Election season is in full swing, so we decided to take a look at the two candidates that were originally considered frontrunners for their respective parties’ nomination, yet have begun to slip in recent months, Hillary Clinton and Jeb Bush.
While Hillary was considered all but a shoe in originally, scandals and missteps have rocked her campaign thus far. The latest Reuters/Ipsos poll shows that her support among Democratic voters fell from 51% to 41% from October 4 to October 9. This comes on the heels of a huge dip in September where Hillary’s support fell to 39%, only eight percentage points above her adversary, Bernie Sanders (Newsweek).
In addition to these steep dips, her overall support in every poll also trends down, signaling possible distress in the Hillary camp (FiveThirtyEight).
Clinton is still the frontrunner, yet Sanders, and even Biden who has yet to announce a campaign, are steadily gaining on her with plenty of time left to catch her. As Nate Cohn of the New York Times writes, “she hasn’t lost ground only among Republicans or Republican-leaning independents, but also among Democratic voters.”
Her ratings are at their lowest point in her entire political career with her net favorability rating specifically dropping at least 15 points lower than it was at this time in 2008 (NYTimes).
While Hillary is still in the lead, the numbers seem to point to a downward spiral for the Democratic candidate, shining the spotlight squarely on Sanders and Biden. We look forward to seeing how they take advantage of the slide tonight!
On the flip side of the coin, we have Jeb Bush, the darling of the Republican establishment, who has pulled in huge amounts of monetary support. Republicans thought that 2016 would be Jeb Bush’s year. Yet, his popularity has consistently declined across the board. A new WSJ/NBC News poll puts his support at only 7% (WSJ).
Nate Silver of FiveThirtyEight.com calls out Jeb Bush’s endorsement struggles as a key factor in his decline. Bush can appeal to liberal and moderate Republicans, gaining 16% of the liberal Republicans and 11% of somewhat conservative Republicans, but he has almost no traction among the most conservative party members, garnering only 3% support.
This is especially troubling for the Bush campaign as Republicans are trending more conservative (FiveThirtyEight).
While we don’t expect Jeb to drop out of the race any time soon, as he has raised the most money of any candidate, the future looks grim.
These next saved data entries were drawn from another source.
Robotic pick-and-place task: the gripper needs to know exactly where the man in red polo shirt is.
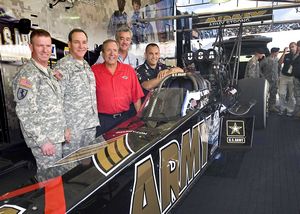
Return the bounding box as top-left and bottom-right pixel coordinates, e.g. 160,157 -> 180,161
92,39 -> 144,136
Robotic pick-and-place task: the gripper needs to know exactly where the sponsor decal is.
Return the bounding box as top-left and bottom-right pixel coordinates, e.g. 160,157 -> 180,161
0,204 -> 26,214
226,120 -> 246,144
93,134 -> 134,176
130,121 -> 208,214
192,9 -> 273,28
219,117 -> 254,149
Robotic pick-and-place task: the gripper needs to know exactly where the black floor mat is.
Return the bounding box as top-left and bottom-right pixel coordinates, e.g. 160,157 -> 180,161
172,115 -> 300,214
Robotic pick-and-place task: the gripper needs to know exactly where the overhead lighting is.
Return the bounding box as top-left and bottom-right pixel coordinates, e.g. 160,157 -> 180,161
209,0 -> 231,4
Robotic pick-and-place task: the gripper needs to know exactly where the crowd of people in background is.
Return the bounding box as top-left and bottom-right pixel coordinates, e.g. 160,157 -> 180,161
13,26 -> 183,181
13,19 -> 300,181
200,23 -> 300,39
244,41 -> 300,118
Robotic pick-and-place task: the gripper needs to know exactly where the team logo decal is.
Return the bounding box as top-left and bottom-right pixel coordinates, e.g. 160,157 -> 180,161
226,120 -> 246,144
17,88 -> 28,100
93,134 -> 134,176
0,204 -> 26,214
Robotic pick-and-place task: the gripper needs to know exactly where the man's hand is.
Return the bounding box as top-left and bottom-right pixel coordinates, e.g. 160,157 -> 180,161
157,69 -> 169,79
170,67 -> 184,74
41,140 -> 56,156
65,128 -> 71,143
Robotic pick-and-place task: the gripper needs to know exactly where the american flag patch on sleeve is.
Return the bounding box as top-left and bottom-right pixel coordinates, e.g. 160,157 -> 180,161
19,77 -> 32,89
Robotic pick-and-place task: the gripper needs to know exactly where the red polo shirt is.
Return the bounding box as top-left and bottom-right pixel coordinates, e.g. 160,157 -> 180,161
92,62 -> 144,114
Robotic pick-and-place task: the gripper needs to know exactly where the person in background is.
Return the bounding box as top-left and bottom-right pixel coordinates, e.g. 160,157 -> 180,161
13,29 -> 71,181
144,5 -> 155,43
131,0 -> 145,44
92,39 -> 144,136
260,47 -> 280,112
292,40 -> 300,117
54,28 -> 99,156
244,49 -> 265,78
136,43 -> 184,95
95,26 -> 142,68
278,42 -> 297,116
107,0 -> 128,37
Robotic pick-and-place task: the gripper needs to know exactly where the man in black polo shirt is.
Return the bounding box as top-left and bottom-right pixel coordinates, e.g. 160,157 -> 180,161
136,43 -> 184,96
278,42 -> 297,116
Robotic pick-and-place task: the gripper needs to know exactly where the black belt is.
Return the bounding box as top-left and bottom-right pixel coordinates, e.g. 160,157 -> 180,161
99,111 -> 127,119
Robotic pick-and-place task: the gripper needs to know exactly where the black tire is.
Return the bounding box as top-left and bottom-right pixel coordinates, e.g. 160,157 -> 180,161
238,78 -> 269,129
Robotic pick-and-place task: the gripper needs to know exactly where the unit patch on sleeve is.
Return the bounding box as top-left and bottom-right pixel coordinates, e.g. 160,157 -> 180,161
17,88 -> 28,100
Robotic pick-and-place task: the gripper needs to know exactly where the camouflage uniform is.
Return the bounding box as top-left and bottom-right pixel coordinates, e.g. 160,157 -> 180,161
261,55 -> 279,108
107,10 -> 128,37
54,55 -> 99,156
245,56 -> 260,78
13,59 -> 67,181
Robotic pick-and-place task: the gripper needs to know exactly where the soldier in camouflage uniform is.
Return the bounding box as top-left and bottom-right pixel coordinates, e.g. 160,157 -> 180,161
13,30 -> 70,181
260,48 -> 279,112
54,29 -> 99,156
245,49 -> 264,78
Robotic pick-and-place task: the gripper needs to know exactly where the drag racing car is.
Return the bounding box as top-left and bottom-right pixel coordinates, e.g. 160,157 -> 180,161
0,41 -> 268,214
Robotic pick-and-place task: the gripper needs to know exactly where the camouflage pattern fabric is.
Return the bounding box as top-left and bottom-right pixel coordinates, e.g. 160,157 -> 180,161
294,77 -> 300,113
260,56 -> 279,107
13,59 -> 66,180
278,74 -> 296,114
54,55 -> 99,155
245,56 -> 260,78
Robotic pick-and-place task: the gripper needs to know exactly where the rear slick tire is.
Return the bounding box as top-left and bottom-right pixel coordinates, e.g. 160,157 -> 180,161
238,78 -> 269,129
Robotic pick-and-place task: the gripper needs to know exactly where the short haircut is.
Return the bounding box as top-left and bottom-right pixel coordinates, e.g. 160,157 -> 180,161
115,25 -> 132,40
102,39 -> 119,52
30,29 -> 51,44
131,0 -> 142,6
68,28 -> 88,42
145,43 -> 159,53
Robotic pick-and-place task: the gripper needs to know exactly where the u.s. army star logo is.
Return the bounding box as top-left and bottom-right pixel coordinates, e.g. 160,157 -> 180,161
226,120 -> 245,136
226,120 -> 246,144
229,123 -> 243,135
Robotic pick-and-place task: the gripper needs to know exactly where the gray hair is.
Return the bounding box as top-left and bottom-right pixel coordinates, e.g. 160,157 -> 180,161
115,25 -> 133,40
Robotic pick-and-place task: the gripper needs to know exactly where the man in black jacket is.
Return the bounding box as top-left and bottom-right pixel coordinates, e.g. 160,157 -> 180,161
292,40 -> 300,117
278,42 -> 297,116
Unless he can figure out a way to appeal to a broader range of Republicans, this could be the beginning of the end.
An interesting note to make about these two presidential candidate “frontrunners” is that they are candidates 1 and 2 in terms of money raised. Bush has raised $120 million and Hillary has raised $67.8 million (NYTimes). If the trends outlined above continue as discussed, could this be the presidential election where money is not the single most important predictor of success?